Another market observer highlighted the forward-looking nature of equities. "The market is a forward-looking mechanism and appears to be discounting the war ending swiftly. There’s an old adage on Wall Street that says ‘buy the rumor and sell the news.’ There’s a very high likelihood that phenomenon is happening now. A lot of people were leaning bearish two weeks ago, and a lot of those shorts are being squeezed.
The market is exceptionally strong and looks like it wants to go higher from here, barring some unforeseen event. Even at the end of March, when the market was down, it was only a few percentage points below an all-time high. The inability to fall in a meaningful fashion speaks volumes and illustrates how strong the market is right now. Until we see any heavy selling show up, the market has earned the bullish benefit of the doubt."
Another strategist noted that the U.S. market had spent an extended period trading in a range between 6,600 and 7,000 since September, with a brief March dip below that band. He observed that breakouts from long bases can attract sidelined investors en masse, particularly when prior sentiment had been extremely pessimistic.
A chief executive of an investment services firm described the recent weakness as a correction within an ongoing bull market and argued that history shows it is rarely productive to abandon equities in the face of geopolitical shocks. "Most corrections within bull markets have some sort of catalyst for them, and obviously the war and the spike in oil prices tended to be a catalyst, but the market, after the shakeout, seems to be viewing things as temporary. And I think there has been more of a focus back on the resiliency of the economy and the expected strength in corporate profits. And I think that’s what is helping.
A lot of the stocks during a correction really get beaten up, especially in the tech sector. And so there was a restoration of values out there that I think has drawn investors back into certain stocks. And that has been largely focused in tech. That has been a pretty good area here on this rebound."
Reflecting on recent moves, a chief investment officer observed that the market's rise to a new high coincided with a notable retreat in oil prices, with WTI moving from $112 to $91. He suggested the drop in energy costs and the earlier near-10% pullback in the S&P 500 had reset valuation and sentiment, setting the stage for a rebound. He also pointed to stronger-than-expected big bank earnings and executives' comments about U.S. consumer strength as supportive signals for the market.

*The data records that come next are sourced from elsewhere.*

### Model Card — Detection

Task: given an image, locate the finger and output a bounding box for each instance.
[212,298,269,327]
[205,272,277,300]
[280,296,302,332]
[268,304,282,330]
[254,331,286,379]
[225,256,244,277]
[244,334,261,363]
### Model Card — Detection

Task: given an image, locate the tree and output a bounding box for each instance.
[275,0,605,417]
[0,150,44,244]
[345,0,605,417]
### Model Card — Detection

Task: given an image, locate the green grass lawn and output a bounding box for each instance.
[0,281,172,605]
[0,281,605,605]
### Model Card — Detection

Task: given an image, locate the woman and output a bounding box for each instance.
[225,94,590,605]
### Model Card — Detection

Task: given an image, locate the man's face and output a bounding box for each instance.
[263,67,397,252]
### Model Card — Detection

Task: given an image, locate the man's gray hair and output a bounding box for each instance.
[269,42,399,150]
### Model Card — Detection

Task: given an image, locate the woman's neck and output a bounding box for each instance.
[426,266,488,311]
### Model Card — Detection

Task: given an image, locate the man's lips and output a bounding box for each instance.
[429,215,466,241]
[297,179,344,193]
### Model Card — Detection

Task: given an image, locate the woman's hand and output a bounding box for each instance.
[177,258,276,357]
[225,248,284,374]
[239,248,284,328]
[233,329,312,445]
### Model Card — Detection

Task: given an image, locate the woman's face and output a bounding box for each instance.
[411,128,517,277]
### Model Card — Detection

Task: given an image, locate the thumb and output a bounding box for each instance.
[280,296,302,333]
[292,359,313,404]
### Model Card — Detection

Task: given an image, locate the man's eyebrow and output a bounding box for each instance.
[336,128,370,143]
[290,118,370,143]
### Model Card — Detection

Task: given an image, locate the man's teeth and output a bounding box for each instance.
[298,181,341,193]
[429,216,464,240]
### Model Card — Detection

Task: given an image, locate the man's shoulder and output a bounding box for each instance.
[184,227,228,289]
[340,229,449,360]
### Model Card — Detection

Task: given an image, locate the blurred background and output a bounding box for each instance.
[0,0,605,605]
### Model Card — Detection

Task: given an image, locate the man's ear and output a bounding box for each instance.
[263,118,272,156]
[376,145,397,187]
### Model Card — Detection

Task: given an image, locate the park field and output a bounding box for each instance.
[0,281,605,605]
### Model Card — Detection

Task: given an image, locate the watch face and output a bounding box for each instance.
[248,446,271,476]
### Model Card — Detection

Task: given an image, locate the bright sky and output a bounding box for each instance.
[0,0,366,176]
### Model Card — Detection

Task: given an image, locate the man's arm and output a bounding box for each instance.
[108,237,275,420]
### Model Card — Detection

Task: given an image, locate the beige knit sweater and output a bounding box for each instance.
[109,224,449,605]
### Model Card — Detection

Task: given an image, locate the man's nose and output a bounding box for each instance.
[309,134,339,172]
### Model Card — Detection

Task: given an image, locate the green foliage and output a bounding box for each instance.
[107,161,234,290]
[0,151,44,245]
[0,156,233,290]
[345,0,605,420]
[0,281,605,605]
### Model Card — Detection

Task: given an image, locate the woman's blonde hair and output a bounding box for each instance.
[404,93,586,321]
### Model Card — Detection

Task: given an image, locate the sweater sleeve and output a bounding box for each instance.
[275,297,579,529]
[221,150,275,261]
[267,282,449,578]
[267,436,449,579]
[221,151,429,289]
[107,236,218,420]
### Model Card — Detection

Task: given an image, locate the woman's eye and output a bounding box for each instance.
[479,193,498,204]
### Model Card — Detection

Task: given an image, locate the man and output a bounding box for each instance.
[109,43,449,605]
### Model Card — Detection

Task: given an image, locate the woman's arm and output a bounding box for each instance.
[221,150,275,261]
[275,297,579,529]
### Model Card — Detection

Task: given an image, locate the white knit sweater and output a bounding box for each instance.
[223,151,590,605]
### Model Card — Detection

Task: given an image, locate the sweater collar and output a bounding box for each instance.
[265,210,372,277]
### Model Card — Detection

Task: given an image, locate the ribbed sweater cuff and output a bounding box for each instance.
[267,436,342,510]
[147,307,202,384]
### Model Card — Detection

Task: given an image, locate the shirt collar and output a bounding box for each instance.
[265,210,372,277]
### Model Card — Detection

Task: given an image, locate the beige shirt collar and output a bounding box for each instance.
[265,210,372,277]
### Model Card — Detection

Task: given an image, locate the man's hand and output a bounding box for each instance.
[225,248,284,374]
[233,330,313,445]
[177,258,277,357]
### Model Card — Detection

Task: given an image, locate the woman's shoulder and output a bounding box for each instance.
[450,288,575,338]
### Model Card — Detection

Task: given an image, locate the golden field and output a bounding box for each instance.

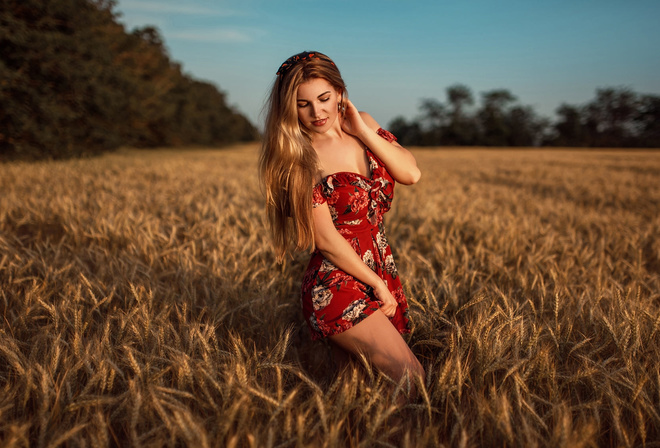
[0,145,660,447]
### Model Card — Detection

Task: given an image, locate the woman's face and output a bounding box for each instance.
[296,78,341,134]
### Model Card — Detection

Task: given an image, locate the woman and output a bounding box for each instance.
[260,51,424,390]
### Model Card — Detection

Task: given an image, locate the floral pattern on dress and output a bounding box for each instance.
[301,129,410,339]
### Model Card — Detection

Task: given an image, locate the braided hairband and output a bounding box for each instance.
[276,51,335,76]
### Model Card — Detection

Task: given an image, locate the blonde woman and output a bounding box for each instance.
[260,51,424,392]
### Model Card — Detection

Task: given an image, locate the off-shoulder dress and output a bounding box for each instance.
[301,129,410,339]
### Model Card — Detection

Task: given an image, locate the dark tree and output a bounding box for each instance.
[443,84,478,145]
[477,89,516,146]
[0,0,257,158]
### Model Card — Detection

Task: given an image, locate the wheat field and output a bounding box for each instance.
[0,145,660,447]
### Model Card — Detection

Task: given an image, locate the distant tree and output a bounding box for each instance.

Market context and immediate drivers
Investors said the rally in recent weeks reflects multiple influences: the view that hostilities between the U.S. and Iran may find a way to end, the stabilizing impact of mostly positive corporate earnings reports, and some inflation readings coming in better than forecast. Together, these factors have encouraged renewed risk-taking and helped stocks move past the selloff that briefly brought the market close to a 10% correction from a prior high.
Still, several commentators warned that the market's positioning implies optimism about war outcomes that may understate downside risk should the conflict not abate as hoped. They also noted technical dynamics - such as the squeeze on bearish positions - that can accentuate moves higher in the near term.
Closing levels
- S&P 500 close: 7,022.95 (previous record: 6,978.6)
- Nasdaq Composite close: 24,016.02 (previous Oct. 29 close: 23,958.47)
As trading continues, participants will be watching subsequent earnings announcements and economic data for confirmation that the resilience in corporate profits and macro indicators can sustain the market's renewed advance.